Phase 3 : l'interdépendance
Pour beaucoup de collaborateurs c'est le graal professionnel, voir même d'une reconnaissance absolue.
J'aime souvent à rappeler que l'ouvrier qui a passé des mois entiers à couler du béton pour le viaduc de Millau, lorsqu'il passe dessus aujourd'hui en voiture en famille, il déclare : "c'est le pont que papa a construit", plutôt que "c'est ici que je me suis échiné des heures durant pour un salaire de misère par des conditions climatiques difficiles etc...".
Dans cette phase de l'interdépendance, le collaborateur adhère entièrement aux objectifs. La vision de l'entreprise pour lui est claire et le sens aussi. Il connait et sait très bien faire son travail, voir même est-il considéré par son management et ses collègues avec qui il entretient de très bonnes relations, comme un expert. Dans cette phase, le rôle du manager est clairement de faire grandir en partageant ses connaissances et son réseau. Il va accompagner le collaborateur par modélisation ou mentoring. Souvent mes clients à ce stade de l'identité managériale me demandent de les accompagner sur la position "juste" du mentor.
Il y a un risque dans cette phase du cycle : c'est le moment où collaborateur et manager deviennent "chevalier" ou "sauveur". Parfois même pour certains, il sont aux portes du principe de Peter**. Puis le cycle continue et évolue vers un nouveau cycle 0'-1'-2'-3' etc etc, sans fin.

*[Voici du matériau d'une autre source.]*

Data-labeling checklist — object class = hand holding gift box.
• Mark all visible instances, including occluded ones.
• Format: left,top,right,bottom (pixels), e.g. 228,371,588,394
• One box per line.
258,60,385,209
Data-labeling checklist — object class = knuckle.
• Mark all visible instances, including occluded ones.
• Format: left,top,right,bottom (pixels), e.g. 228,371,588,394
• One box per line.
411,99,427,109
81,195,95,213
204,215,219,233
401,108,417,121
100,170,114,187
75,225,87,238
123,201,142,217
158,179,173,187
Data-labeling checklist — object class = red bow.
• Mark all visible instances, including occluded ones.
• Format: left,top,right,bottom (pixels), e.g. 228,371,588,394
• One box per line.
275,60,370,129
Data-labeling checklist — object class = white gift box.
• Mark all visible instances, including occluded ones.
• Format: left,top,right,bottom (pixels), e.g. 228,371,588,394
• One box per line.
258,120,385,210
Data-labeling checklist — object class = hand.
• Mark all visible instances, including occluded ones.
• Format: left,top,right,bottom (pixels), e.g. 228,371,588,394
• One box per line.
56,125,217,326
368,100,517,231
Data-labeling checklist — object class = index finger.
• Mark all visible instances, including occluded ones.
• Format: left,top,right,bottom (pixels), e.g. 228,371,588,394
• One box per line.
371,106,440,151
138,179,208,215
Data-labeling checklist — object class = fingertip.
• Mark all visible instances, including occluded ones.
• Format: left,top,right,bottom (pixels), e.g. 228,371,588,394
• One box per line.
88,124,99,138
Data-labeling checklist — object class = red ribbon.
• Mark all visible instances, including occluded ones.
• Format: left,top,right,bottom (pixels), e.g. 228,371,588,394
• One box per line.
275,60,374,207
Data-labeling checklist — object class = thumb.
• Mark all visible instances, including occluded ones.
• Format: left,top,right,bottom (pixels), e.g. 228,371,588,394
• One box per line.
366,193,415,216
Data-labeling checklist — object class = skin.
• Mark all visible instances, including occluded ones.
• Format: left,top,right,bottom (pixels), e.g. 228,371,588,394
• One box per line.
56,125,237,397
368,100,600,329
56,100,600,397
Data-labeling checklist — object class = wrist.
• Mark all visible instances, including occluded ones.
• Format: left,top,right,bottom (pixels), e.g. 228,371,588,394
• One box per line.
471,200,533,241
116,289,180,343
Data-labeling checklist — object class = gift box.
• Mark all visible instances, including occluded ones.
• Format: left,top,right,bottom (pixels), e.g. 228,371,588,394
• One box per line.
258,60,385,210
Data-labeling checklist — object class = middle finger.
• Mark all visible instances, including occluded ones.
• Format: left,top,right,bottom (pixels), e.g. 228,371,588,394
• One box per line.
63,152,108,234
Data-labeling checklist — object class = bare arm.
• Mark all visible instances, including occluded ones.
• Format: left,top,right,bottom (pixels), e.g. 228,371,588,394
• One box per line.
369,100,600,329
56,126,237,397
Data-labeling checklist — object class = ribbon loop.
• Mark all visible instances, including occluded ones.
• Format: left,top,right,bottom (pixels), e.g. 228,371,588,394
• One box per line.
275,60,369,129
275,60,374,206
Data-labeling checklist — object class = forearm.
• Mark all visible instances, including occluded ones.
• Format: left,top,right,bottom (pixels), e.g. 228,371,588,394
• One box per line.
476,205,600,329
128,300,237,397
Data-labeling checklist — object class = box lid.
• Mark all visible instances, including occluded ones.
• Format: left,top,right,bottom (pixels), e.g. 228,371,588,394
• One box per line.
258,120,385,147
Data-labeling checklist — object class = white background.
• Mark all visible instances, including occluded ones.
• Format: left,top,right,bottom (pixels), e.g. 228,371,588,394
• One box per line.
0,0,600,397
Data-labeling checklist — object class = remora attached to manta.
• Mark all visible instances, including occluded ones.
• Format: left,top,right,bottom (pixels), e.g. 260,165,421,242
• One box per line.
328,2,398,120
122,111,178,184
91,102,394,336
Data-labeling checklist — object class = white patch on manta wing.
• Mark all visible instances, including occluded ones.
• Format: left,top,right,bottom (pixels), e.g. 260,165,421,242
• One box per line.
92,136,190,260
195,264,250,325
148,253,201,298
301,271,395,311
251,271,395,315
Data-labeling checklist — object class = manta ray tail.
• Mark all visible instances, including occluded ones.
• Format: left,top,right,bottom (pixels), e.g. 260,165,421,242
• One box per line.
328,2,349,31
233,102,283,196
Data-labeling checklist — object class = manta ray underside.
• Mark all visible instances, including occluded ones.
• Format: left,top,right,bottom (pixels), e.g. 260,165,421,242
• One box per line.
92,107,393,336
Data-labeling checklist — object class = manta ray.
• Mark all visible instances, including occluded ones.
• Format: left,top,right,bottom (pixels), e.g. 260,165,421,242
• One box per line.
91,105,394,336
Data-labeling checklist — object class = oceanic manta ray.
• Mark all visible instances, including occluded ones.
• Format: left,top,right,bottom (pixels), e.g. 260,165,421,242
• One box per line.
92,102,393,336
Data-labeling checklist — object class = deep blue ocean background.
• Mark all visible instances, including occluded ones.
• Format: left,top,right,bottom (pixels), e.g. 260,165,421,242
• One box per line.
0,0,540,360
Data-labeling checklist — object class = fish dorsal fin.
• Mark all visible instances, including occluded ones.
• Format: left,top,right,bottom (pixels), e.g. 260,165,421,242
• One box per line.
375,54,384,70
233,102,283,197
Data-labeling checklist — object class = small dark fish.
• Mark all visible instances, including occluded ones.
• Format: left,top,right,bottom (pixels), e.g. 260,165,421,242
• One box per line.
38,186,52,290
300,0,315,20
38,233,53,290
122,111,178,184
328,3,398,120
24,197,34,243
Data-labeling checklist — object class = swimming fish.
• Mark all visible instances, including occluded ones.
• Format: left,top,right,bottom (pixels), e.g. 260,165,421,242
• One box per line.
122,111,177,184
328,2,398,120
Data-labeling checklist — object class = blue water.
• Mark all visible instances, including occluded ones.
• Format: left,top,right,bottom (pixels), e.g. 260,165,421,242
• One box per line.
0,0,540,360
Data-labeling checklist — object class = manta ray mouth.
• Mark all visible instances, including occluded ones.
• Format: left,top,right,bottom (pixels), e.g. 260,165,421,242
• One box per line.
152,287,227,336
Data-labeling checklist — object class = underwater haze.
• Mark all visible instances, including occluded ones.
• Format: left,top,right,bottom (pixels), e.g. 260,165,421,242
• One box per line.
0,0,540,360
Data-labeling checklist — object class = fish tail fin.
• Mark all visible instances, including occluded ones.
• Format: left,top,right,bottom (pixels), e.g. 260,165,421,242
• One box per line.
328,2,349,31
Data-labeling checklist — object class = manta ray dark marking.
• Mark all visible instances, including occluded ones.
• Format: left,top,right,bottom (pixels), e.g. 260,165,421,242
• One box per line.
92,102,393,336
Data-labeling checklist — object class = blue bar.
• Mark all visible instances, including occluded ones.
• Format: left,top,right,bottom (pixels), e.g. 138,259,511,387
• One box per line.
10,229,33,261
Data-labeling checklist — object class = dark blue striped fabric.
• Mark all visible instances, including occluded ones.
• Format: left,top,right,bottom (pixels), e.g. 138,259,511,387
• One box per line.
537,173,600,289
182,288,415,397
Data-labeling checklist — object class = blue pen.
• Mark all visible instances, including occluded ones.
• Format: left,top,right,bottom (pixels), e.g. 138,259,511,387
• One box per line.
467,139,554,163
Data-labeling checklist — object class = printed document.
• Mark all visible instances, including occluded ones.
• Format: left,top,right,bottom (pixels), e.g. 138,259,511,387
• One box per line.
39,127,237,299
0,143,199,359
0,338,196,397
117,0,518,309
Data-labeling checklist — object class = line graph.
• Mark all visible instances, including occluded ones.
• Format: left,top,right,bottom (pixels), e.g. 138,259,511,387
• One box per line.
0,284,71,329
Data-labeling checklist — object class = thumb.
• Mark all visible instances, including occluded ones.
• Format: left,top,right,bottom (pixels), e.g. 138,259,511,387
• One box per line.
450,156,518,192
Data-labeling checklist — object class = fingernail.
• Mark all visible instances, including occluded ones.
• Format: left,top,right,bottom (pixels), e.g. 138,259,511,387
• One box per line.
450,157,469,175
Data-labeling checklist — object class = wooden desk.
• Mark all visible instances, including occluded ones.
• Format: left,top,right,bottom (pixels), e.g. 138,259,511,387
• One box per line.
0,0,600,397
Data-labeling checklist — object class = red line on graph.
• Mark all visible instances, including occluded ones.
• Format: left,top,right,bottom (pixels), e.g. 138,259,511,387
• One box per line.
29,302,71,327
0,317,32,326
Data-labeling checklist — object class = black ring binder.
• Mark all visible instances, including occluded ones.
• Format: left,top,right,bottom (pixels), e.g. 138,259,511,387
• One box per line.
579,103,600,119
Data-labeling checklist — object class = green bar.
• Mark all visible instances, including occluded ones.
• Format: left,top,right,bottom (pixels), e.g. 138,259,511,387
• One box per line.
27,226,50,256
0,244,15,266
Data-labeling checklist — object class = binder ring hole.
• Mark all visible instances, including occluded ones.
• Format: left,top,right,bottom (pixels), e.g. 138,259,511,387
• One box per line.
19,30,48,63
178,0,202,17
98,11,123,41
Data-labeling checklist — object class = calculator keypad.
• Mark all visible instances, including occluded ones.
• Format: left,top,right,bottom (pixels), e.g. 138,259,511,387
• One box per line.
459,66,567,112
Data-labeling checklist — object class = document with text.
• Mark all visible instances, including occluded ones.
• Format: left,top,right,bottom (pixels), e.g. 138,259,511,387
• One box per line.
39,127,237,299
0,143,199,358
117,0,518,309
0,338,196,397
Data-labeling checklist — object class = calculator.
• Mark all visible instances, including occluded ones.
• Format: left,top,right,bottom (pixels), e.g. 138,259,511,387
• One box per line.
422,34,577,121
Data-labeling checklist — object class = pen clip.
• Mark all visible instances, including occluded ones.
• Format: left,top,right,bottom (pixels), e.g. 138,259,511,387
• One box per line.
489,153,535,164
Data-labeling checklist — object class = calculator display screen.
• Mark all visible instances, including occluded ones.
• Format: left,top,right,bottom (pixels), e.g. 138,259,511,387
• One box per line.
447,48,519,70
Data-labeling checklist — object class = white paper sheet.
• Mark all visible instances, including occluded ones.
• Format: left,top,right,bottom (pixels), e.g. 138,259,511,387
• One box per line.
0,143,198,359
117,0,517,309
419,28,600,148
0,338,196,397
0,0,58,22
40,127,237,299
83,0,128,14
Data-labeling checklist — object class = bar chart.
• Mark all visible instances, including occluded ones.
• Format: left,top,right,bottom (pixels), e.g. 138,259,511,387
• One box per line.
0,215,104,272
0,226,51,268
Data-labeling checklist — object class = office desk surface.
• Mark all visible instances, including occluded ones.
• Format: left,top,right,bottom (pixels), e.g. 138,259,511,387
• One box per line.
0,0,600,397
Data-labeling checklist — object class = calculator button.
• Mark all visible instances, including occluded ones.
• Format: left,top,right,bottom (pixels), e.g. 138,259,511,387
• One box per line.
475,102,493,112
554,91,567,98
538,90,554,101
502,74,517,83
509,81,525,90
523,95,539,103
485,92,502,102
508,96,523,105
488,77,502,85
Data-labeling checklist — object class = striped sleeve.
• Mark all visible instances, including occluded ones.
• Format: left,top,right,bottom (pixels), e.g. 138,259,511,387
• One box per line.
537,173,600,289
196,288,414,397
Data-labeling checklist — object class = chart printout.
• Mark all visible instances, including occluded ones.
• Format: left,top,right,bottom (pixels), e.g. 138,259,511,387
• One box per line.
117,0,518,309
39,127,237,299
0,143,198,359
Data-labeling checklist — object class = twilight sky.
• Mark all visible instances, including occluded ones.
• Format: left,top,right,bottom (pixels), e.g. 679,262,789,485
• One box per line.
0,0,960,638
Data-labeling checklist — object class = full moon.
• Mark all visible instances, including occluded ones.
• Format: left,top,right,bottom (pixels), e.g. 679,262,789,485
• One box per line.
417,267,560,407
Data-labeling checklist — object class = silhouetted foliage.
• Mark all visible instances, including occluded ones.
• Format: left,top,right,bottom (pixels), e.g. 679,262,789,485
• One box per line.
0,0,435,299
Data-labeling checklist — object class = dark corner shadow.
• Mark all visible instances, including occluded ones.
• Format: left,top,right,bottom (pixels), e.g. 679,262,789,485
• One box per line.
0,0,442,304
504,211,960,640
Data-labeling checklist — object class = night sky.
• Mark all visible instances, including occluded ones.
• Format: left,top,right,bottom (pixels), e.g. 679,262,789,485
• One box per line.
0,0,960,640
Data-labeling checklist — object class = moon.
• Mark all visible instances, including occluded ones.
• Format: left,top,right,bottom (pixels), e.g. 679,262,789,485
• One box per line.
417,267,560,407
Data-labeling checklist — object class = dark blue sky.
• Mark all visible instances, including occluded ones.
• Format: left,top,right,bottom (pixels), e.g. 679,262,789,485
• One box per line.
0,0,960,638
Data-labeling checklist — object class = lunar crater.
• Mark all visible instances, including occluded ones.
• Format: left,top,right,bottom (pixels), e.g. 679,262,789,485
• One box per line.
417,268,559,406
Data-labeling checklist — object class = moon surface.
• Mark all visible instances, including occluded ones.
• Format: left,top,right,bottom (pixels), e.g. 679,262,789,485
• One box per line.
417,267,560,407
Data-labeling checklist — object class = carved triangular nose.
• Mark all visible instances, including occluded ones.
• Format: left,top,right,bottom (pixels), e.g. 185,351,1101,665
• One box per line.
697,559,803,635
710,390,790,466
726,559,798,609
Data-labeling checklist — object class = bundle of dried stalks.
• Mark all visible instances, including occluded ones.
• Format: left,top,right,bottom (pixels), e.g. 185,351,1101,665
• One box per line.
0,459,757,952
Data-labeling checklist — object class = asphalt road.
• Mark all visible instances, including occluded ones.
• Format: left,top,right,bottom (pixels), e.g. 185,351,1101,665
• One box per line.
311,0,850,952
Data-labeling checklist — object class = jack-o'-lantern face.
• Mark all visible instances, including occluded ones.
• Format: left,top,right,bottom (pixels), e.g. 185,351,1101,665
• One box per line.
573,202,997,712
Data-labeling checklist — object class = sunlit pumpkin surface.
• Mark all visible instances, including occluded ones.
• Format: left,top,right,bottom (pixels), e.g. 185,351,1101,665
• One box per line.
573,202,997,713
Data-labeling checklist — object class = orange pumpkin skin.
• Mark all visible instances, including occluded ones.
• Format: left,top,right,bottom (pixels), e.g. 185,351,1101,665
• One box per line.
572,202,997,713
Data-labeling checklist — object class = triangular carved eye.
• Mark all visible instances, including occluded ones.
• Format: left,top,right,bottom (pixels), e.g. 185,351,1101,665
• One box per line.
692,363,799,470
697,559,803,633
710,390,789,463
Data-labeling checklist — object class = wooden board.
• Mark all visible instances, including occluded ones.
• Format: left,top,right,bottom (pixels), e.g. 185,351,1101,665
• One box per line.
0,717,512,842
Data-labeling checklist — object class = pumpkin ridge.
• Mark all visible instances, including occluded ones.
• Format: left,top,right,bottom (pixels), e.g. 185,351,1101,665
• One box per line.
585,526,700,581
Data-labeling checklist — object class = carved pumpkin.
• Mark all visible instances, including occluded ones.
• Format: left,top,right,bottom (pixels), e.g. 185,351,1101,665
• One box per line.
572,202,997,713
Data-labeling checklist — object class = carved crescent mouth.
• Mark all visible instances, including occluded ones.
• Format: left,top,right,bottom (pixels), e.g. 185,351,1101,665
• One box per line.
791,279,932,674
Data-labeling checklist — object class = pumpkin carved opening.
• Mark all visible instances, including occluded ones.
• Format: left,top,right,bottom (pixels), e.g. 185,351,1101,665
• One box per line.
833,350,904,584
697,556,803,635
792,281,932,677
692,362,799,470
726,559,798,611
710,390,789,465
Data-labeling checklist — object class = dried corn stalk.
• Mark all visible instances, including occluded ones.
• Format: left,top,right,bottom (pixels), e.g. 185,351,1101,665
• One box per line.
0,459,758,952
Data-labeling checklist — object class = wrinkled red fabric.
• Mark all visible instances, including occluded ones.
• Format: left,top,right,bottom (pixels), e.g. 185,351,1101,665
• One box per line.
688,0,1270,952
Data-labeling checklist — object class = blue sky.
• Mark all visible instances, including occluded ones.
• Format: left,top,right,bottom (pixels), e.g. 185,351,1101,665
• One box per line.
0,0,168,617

Si en introduction j'ai parlé de cycle c'est qu'il faut imaginer ces 4 phases non pas comme une roue plate, mais plutôt comme une spirale dynamique de l'autonomie dont l'axe est rattaché à la base, au socle de l'entreprise (valeurs, ADN), et pointe vers une direction précise (la VISION). Cet axe est le SENS (pourquoi?).
Ainsi un collaborateur ne peut pas passer de la phase 0 à la phase 3 sans passer par la phase 2 et pour ce faire il devra impérativement faire le deuil de l'étape précédente.
En résumé, il faut retenir que toute interaction dans la vie professionnelle ou personnelle, suit un cycle en spirale qui s'enroule autour d'un axe. C'est une succession de 4 phases qui seront toutes vécues et traversées dans l'ordre suivant : phase 0, phase 1, phase 2, phase 3 et on recommence...
Ainsi un collaborateur ne peut pas passer de la phase 0 à la phase 3 sans passer par la phase 2 et pour ce faire il devra impérativement faire le deuil de l'étape précédente. Nous ne sommes pas tous égaux face au cycle. Certains mettent 1 jour pour faire un cycle d'autre peuvent rester bloqué 10 ans dans la phase 0.
Pour aller plus loin : "Les Responsables Porteur de Sens" Par Vincent Lenhardt aux éditions Organisation Eds D -Eyrolles. Le cycle de la Dépendance de Katherine Symor.
* RDO = Responsable donneur d'ordres (centré sur le contenu) RR = Responsable Ressources (centré sur le processus) RPDS= Responsable Porteur de Sens (centré sur le sens et la vision partagée)
** Le principe de Peter (1969) dit que chaque employé tend à s’élever à son niveau d’incompétence.